This alert summarizes the highlights of the clean energy provisions in the Act, which include tax incentives for renewable energy, such as wind and solar, as well as clean energy activities such as carbon capture and low-carbon hydrogen production. The Act would revive certain clean energy provisions first seen in H.R. 5376, the House bill previously known as the Build Back Better Act (the “BBBA,” discussed by us here), and the Senate Finance Committee’s updates to the BBBA (discussed by us here).

Two-Tiered Incentives Structure

As first proposed by the BBBA, the Act structures various tax credits in two tiers: a base rate and, if certain requirements are satisfied, a higher rate that is quintuple the base rate.

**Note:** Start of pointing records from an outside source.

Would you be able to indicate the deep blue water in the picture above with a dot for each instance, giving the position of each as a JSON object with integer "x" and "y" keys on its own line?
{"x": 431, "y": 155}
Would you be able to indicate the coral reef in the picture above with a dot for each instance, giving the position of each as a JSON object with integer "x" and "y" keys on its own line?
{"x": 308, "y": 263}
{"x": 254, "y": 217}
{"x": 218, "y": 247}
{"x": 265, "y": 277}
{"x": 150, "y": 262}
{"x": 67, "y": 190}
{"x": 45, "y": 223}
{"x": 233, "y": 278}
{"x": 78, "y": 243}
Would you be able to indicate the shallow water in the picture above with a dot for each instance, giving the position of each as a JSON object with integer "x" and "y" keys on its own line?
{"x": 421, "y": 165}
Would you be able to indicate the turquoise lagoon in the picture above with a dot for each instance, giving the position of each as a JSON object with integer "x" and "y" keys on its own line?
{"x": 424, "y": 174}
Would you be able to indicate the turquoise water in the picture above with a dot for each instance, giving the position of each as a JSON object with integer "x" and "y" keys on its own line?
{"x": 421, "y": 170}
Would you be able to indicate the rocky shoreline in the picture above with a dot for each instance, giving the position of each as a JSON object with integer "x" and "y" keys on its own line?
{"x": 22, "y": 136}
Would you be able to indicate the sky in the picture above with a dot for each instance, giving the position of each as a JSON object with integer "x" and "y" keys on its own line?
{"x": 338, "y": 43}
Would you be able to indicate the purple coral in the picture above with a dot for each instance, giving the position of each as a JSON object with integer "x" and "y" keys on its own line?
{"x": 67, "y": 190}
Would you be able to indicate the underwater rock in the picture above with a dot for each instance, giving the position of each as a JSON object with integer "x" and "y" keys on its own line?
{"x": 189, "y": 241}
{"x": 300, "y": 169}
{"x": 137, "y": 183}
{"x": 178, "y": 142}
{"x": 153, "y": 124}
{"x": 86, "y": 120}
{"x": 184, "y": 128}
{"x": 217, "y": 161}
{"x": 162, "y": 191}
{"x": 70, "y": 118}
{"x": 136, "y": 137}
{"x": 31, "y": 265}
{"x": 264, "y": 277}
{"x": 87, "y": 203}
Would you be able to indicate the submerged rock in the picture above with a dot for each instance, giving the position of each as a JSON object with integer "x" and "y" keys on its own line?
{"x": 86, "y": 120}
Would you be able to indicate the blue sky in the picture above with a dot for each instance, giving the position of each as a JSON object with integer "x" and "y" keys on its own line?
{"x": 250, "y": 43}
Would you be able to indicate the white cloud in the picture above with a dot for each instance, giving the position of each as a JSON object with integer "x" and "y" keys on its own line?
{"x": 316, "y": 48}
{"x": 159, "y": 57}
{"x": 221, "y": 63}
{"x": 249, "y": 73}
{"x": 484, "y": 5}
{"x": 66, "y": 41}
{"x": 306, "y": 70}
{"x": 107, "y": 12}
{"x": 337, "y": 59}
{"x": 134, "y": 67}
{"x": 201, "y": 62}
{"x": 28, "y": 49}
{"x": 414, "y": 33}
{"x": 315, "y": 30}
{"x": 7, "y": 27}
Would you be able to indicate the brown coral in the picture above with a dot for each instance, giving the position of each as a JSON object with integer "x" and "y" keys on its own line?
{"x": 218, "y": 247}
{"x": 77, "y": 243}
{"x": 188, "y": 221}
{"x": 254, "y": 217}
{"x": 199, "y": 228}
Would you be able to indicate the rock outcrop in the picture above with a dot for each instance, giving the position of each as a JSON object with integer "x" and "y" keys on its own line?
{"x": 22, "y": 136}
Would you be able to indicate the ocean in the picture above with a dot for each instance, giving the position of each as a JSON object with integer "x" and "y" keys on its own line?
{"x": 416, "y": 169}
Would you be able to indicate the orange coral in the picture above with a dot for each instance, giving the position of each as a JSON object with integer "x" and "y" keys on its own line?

The higher rate generally applies only to those projects which meet the prevailing wage and apprenticeship requirements during applicable periods or satisfy certain other exceptions. Projects which are exempted from the prevailing wage and apprenticeship requirements and, thus, also qualify for the higher rate, generally include (1) where applicable, projects with a maximum net output of less than one megawatt (as measured in alternating current) and (2) projects which begin construction prior to the 60th day after Treasury issues guidance regarding the prevailing wage and apprenticeship requirements.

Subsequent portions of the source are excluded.